歯でかみ砕いてしまうんじゃあないかと思わずにはいられないくらいに煙草の芯をかじる天化の額には微かに汗が流れる。何でと詰め寄れば天化は馬に蹴られるのはごめんさとついには芯をかみ砕いてしまい葉っぱが詰まった部分が地面に花吹雪のように落ちた。その言葉の意味が善く理解出来ずにいた子供である私は舞っている煙草が顔にかかるのをお構いなしに天化に顔を近付けると天化は口内に入ったままの芯を飲み込む勢いで慌て出す。

「俺っちを殺したいんかい!」そんな暗殺計画を立てるようなお願い事ではないじゃないかと憤慨する。「何で、そうな…、ひゃっ」身体が急に別の力によって宙に浮き、天化から遠ざかる。訳が解らない、目線がだいぶ高くなった私に天化は素知らぬ顔で宙に浮いた身体を置いて一瞬の間に居なくなっていた。

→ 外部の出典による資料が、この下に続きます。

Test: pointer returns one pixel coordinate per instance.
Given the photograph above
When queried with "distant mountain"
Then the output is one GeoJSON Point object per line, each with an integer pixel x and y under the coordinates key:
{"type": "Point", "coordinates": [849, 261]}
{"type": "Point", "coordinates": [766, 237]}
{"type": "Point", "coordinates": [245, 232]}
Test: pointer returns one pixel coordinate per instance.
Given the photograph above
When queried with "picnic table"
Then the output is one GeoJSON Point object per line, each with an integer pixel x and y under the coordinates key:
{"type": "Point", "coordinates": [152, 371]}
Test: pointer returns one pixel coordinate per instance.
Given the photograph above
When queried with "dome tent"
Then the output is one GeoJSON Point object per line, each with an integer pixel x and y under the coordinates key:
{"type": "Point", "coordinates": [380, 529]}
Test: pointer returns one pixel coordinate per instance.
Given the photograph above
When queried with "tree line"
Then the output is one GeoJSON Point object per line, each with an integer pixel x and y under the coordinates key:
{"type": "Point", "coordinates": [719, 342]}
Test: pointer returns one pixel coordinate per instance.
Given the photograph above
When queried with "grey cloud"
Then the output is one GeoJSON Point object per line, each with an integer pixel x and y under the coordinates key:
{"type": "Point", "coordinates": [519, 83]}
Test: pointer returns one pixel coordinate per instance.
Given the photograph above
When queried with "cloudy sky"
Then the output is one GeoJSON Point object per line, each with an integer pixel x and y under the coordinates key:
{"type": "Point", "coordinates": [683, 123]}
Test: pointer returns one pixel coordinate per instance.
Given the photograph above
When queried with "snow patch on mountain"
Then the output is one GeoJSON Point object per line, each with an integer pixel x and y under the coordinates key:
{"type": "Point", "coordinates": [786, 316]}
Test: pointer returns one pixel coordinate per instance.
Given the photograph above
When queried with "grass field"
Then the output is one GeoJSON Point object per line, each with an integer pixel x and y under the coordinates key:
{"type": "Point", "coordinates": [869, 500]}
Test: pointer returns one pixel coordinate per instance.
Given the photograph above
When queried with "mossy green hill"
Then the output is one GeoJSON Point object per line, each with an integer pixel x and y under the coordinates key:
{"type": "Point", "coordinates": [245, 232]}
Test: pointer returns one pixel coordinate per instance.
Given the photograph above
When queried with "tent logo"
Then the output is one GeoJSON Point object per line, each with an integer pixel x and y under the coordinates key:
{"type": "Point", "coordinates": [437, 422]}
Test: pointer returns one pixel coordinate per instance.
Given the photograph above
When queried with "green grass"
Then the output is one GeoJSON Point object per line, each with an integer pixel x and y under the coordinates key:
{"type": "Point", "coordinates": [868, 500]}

浮いた身体はお腹に回っている腕が持ち上げているのだと後ろを振り向けば師叔が眉間に皺を寄せダアホ、とげんこつを頭に降らせてきたそれは天化の優しさを打ち消すような強さだったものだから思わず宙ぶらりんになっていた足が彼に飛んだ。悲鳴が上がり、腕の力が弱まるのを期待したのだけれど彼の腕は緩む事無くお腹に回されたままだった。

「す、すーす…?」
「本当におぬしは…、いやわしも相当だが」
精一杯首を回して師叔の姿を捉えれば彼は小難しいそうな顔をしている、眉間の皺は作れる限り作っているようだし唇も反対に弧を描いていた。不機嫌ともとれるその表情に再度呼びかけた処で中々それがなくなる事はなく珍しかった。師叔は私の名前をゆっくりと風を口に含みながら云う言葉に顔が火を噴くかと思ったけれどもどうやら朱くなっただけで普通の顔みたいだ、師叔のだあほが聞えてきた、お腹に回されたままの腕は少しだけ強くなった。